SQL> select group#, member from v$logfile;

GROUP# MEMBER
--------------- ----------------------------------------
1 +DG1/prod1/onlinelog/group_1.265.3
1 +DG2/prod1/onlinelog/group_1.257.1
2 +DG1/prod1/onlinelog/group_2.266.3
2 +DG2/prod1/onlinelog/group_2.258.1
2n. Create pfile from spfile.
Create and retain a copy of the database pfile. You'll add more RAC specific parameters to the pfile later, in the Post Installation.
SQL> connect sys/sys@prod1 as sysdba
Connected.
SQL> create pfile='/tmp/tmppfile.ora' from spfile;

File created.
2o. Add additional control file.
If an additional control file is required for redundancy, you can create it in ASM as you would on any other filesystem.
SQL> connect sys/sys@prod1 as sysdba
Connected to an idle instance.
SQL> startup mount
ORACLE instance started.

Total System Global Area 419430400 bytes
Fixed Size 779416 bytes
Variable Size 128981864 bytes
Database Buffers 289406976 bytes
Redo Buffers 262144 bytes
Database mounted.

SQL> alter database backup controlfile to '+DG2/cf2.dbf';

Database altered.

SQL> alter system set control_files='+DG1/cf1.dbf ','+DG2/cf2.dbf' scope=spfile;

System altered.

SQL> shutdown immediate;
ORA-01109: database not open

Database dismounted.
ORACLE instance shut down.
SQL> startup
ORACLE instance started.

Total System Global Area 419430400 bytes
Fixed Size 779416 bytes
Variable Size 128981864 bytes
Database Buffers 289406976 bytes
Redo Buffers 262144 bytes
Database mounted.
Database opened.
SQL> select name from v$controlfile;

NAME
---------------------------------------
+DG1/cf1.dbf
+DG2/cf2.dbf
After successfully migrating all the data files over to ASM, the old data files are no longer needed and can be removed. Your single-instance database is now running on ASM!
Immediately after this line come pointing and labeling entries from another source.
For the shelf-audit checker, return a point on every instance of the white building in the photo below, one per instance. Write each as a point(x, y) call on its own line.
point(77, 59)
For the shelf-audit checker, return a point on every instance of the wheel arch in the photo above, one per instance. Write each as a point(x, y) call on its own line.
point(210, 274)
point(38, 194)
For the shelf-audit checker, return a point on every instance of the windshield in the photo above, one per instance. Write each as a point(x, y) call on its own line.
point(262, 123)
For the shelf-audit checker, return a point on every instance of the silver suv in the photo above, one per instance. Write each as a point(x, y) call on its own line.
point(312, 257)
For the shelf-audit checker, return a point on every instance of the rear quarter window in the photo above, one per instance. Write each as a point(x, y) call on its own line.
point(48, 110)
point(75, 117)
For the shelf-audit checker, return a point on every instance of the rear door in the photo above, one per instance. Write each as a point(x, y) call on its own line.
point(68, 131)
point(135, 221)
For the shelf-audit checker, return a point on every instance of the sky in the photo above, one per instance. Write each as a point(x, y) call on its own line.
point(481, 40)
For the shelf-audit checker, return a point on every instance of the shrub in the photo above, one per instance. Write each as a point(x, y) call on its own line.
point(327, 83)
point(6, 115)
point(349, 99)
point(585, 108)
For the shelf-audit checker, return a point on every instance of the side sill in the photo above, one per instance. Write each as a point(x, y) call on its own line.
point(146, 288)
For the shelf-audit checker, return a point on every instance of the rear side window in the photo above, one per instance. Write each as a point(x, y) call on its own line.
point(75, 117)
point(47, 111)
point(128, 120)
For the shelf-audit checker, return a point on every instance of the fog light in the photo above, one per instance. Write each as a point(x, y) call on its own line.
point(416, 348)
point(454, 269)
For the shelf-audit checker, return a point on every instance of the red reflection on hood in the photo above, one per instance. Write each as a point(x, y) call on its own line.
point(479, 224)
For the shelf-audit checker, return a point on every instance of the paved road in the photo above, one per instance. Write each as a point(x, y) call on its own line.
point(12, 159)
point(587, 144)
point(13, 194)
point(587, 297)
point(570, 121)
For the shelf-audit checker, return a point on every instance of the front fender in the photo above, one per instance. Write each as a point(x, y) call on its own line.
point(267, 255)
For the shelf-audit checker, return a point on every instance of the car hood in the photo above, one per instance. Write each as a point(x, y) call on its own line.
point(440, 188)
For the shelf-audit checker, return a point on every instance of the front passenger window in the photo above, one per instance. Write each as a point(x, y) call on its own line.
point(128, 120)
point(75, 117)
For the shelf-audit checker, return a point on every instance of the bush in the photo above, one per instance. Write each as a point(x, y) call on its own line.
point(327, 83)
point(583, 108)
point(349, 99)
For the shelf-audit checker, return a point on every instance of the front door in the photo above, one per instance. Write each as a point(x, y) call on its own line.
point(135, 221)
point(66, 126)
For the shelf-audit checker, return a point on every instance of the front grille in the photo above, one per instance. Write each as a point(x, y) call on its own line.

Step 3: Install Cluster Ready Services (CRS) Software
CRS requires two files—the Oracle Cluster Registry (OCR) and the Voting Disk—on shared raw devices or Oracle Cluster File System (OCFS). These files must be accessible to all nodes in the cluster. Raw devices are used here to house both files.
3a. Create OCR and Voting Disk.
The storage size for the OCR should be at least 100MB and the storage size for the voting disk should be at least 20MB.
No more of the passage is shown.